Will this artificial intelligence technology improve diagnostic accuracy and reduce false positive biopsy orders?
Koios DS, an artificial intelligence (AI)-based software platform that reportedly improves the accuracy and efficiency of diagnosing breast and thyroid cancer, recently garnered clearance from the Food and Drug Administration (FDA), according to the software manufacturer Koios Medical.
A recent multicenter retrospective review involving the assessment of 900 breast lesions showed that the addition of Koios DS Breast to ultrasound imaging improved correct BI-RADS classification of sonographic breast lesions by 14 of the 15 physicians participating in the study.
For thyroid cancer, Koios Medical reported a 14 percent increase in detection rates with its Thyroid DS platform and more than a 35 percent reduction in false positive biopsy orders. The company also noted a greater than 50 percent reduction in interpretation variability.
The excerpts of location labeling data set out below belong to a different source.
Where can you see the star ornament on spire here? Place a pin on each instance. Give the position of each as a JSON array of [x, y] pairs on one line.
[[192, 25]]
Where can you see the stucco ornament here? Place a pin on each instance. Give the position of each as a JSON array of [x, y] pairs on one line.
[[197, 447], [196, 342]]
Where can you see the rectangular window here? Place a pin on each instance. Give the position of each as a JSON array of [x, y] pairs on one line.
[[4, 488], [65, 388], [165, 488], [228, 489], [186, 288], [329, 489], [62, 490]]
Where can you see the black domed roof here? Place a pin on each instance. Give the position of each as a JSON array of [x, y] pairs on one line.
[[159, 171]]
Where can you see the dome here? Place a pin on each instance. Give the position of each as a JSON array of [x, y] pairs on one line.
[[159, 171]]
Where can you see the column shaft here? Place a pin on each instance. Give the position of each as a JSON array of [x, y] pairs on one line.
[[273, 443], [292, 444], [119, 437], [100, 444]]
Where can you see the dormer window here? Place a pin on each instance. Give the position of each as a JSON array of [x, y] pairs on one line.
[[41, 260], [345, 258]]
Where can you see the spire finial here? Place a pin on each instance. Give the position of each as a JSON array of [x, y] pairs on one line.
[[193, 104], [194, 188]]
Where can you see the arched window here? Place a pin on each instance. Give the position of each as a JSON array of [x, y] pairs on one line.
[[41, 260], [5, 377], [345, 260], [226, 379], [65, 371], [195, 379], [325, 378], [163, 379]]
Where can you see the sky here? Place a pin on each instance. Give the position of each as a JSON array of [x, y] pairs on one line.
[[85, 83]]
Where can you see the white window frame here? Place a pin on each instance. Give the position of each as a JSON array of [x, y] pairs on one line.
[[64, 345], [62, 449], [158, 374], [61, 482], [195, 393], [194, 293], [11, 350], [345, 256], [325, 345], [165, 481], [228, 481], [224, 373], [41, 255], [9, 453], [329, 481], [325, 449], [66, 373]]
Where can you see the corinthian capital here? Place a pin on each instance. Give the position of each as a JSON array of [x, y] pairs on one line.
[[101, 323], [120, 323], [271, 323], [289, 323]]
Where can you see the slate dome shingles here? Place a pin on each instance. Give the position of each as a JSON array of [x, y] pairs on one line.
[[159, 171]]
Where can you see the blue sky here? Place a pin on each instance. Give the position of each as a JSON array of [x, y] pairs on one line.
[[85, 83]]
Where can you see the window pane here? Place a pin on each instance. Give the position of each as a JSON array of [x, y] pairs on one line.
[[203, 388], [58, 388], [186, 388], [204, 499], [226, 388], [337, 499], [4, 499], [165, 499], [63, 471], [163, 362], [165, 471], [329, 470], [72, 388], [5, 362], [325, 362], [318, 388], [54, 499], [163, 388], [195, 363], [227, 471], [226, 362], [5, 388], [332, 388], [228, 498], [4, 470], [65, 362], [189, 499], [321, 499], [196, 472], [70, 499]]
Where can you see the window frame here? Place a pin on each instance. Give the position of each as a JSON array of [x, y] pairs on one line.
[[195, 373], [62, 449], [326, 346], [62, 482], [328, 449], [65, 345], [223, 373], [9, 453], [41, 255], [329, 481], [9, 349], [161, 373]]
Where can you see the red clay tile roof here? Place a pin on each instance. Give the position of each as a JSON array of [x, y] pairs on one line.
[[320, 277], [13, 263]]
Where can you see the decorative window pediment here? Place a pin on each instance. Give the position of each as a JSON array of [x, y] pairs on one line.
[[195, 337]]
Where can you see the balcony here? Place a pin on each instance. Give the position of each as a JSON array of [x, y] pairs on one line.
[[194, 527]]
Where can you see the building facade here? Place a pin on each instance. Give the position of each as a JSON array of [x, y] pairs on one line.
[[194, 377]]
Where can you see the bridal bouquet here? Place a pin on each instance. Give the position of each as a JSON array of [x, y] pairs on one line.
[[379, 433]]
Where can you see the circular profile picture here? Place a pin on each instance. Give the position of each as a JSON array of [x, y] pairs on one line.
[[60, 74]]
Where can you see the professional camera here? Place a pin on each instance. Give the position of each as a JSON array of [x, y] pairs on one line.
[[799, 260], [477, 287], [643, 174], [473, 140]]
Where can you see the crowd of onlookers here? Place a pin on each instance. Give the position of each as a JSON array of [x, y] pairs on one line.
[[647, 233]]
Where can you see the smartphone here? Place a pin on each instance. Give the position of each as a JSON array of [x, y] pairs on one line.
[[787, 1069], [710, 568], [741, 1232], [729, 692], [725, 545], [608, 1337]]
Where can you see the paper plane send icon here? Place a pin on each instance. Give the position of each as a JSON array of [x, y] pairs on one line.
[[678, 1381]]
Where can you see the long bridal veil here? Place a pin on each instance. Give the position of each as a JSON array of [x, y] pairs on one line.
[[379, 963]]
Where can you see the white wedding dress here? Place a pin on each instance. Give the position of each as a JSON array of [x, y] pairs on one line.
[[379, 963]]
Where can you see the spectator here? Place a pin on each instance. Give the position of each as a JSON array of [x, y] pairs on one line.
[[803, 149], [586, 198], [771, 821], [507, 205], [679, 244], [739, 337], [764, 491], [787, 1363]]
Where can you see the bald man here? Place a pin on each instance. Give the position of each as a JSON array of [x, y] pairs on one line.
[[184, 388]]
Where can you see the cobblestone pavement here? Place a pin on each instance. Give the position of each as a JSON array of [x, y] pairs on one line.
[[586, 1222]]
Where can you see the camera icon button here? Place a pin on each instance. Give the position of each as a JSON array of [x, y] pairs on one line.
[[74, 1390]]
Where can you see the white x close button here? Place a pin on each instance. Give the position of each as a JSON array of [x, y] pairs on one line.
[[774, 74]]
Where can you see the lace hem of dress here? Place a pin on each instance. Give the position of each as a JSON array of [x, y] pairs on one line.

Built with ultrasound data from a worldwide, 48-site network, the AI-generated findings with Koios DS are directly aligned with the BI-RADS and TI-RADS rating systems from the American College of Radiology, according to Koios Medical. The company added that the software is also aligned with the American Thyroid Association’s system for tissue classification and scoring.
“ … This novel software demonstrates that (by) using AI for decision support, physicians can make clinically meaningful shifts in performance, improving interpretation efficacy and diagnostic performance, improving sensitivity and reducing false positives,” noted Lev Barinov, VP of clinical excellence and product management at Koios Medical.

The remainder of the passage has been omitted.